SARA starts Apache Hadoop Proof-of-Concept


Apache Hadoop has found its way to Scientific Computing in the Netherlands. This technology is already commonly used in high-profile IT companies as a tool for storage and analysis of extremely large datasets. SARA has initiated a Proof-of-Concept project to evaluate the Hadoop software stack for scientific use. We expect Hadoop to be particularly beneficial for sciences that utilize large-scale datasets, such as Natural Language Processing, BioInformatics, Social Sciences and Humanities.

A selected number of scientists are invited to participate in the project and use Hadoop to store and analyze their datasets. The kick-off of the Proof-of-Concept Hadoop service will take place on December 7th with a Hackathon – a day long event where people can experiment with Hadoop, with hands-on support of experienced users.

Apache Hadoop

Apache Hadoop is an open-source software stack that has been developed in reaction to two papers (The Google File System and MapReduce) published by Google in 2004 which are based on Google's experiences in storing and analyzing data. Now, six years later, Hadoop has been adopted and is being developed by Internet giants like Yahoo!, Facebook, eBay,, Twitter, and many more, as the solution for handling Internet-scale datasets. In terms of High Performance Computing a Hadoop cluster is a highly parallel throughput computing-system, enabled through its MapReduce component. In terms of Mass Storage it is a distributed file system, enabled through its Hadoop Distributed File System (HDFS) component.
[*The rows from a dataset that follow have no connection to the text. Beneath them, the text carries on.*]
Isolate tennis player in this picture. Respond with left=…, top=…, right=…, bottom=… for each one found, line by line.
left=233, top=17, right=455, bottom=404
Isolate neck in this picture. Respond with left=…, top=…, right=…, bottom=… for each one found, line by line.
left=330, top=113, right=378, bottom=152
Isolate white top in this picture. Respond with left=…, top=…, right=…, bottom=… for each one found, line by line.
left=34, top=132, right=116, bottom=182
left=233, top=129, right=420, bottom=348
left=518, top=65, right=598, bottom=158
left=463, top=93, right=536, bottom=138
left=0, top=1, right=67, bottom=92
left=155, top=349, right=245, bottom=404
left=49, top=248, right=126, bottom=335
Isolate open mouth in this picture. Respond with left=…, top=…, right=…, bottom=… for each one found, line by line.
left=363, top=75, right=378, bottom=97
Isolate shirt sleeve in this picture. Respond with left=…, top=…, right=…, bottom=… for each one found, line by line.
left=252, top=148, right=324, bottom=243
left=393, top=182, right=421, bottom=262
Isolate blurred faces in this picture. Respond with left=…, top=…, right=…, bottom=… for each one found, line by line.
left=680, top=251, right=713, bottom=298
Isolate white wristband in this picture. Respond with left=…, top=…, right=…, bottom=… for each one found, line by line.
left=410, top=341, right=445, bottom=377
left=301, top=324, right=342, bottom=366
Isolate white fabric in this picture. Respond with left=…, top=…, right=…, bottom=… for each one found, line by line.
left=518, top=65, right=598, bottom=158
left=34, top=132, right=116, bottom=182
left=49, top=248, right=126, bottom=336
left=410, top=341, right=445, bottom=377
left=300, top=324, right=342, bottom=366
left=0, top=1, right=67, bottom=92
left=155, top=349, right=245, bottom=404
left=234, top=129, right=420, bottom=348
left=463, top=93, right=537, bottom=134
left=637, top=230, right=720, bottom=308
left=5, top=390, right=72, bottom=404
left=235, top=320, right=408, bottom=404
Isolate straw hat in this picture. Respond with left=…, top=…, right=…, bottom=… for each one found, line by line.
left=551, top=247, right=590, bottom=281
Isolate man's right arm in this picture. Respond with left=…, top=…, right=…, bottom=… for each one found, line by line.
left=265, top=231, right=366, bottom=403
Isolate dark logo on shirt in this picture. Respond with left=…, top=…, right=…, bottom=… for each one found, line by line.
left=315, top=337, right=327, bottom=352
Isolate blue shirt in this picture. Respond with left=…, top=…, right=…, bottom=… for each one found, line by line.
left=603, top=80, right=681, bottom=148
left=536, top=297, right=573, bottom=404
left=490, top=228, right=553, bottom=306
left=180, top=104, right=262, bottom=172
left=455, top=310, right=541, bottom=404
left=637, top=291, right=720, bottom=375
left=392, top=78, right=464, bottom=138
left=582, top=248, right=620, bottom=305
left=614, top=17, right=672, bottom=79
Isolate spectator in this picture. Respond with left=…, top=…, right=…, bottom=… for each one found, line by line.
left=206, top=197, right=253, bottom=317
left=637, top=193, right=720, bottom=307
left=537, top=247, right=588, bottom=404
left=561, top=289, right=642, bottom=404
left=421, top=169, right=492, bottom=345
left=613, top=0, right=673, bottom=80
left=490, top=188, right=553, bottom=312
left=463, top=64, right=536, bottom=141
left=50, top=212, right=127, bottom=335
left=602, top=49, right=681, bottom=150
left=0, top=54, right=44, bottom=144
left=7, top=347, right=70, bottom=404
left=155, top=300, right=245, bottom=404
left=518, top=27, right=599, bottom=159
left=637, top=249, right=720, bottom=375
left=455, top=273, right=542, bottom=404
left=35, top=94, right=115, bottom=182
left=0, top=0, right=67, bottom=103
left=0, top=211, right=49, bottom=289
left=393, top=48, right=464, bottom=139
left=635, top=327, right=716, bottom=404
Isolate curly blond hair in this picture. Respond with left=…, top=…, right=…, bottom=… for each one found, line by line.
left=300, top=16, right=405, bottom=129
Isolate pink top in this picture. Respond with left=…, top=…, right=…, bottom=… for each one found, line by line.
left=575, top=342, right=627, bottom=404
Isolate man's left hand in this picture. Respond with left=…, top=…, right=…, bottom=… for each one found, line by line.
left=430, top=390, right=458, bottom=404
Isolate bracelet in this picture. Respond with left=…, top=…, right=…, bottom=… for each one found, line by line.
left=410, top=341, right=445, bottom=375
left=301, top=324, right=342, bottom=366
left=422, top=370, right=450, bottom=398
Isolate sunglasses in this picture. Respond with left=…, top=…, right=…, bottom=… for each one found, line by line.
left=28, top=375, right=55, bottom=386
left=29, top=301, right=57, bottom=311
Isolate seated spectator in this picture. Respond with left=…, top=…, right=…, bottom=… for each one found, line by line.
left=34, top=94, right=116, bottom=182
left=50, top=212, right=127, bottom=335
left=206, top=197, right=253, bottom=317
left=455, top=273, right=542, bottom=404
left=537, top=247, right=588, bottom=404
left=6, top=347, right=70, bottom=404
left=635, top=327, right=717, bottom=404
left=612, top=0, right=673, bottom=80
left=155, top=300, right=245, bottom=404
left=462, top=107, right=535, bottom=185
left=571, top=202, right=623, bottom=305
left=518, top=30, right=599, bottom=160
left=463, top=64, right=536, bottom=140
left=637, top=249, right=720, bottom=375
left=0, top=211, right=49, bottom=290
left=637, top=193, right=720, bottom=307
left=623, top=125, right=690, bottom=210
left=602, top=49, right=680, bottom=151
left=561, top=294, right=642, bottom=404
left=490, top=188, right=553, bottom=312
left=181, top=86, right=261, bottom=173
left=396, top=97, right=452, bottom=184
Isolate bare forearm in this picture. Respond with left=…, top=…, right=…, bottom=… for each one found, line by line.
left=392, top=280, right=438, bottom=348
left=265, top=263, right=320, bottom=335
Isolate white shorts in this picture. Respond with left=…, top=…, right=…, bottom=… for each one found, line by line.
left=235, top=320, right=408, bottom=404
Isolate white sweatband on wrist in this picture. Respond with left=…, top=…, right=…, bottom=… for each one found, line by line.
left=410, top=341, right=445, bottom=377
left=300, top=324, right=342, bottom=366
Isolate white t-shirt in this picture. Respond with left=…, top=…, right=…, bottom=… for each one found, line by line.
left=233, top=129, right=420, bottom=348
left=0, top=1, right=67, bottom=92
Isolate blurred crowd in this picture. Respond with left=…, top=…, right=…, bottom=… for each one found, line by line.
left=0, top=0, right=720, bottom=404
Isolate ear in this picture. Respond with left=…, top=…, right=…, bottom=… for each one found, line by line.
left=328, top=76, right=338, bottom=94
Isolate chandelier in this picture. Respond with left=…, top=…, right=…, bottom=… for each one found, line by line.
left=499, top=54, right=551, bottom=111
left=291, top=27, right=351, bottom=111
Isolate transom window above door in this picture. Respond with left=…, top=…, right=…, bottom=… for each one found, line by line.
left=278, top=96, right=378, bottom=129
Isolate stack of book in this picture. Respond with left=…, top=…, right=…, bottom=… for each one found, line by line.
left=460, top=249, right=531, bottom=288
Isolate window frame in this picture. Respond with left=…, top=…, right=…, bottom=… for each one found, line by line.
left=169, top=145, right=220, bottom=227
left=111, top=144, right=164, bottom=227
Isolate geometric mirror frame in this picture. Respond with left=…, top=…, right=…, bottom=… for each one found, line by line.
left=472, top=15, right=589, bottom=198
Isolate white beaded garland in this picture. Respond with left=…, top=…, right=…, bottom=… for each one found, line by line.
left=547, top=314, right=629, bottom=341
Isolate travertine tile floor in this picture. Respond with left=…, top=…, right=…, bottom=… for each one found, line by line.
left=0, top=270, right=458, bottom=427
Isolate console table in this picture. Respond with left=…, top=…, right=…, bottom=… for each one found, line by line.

In order to evaluate its potential for scientific computing and data storage SARA is setting up a prototype Hadoop service. This service will be made available to a selected number of users, for a limited period, to perform scientific data analysis over large amounts of data. Next to the public evaluation, SARA will perform a number of experiments on HDFS to determine the extent to which it can be used as a more generic data store.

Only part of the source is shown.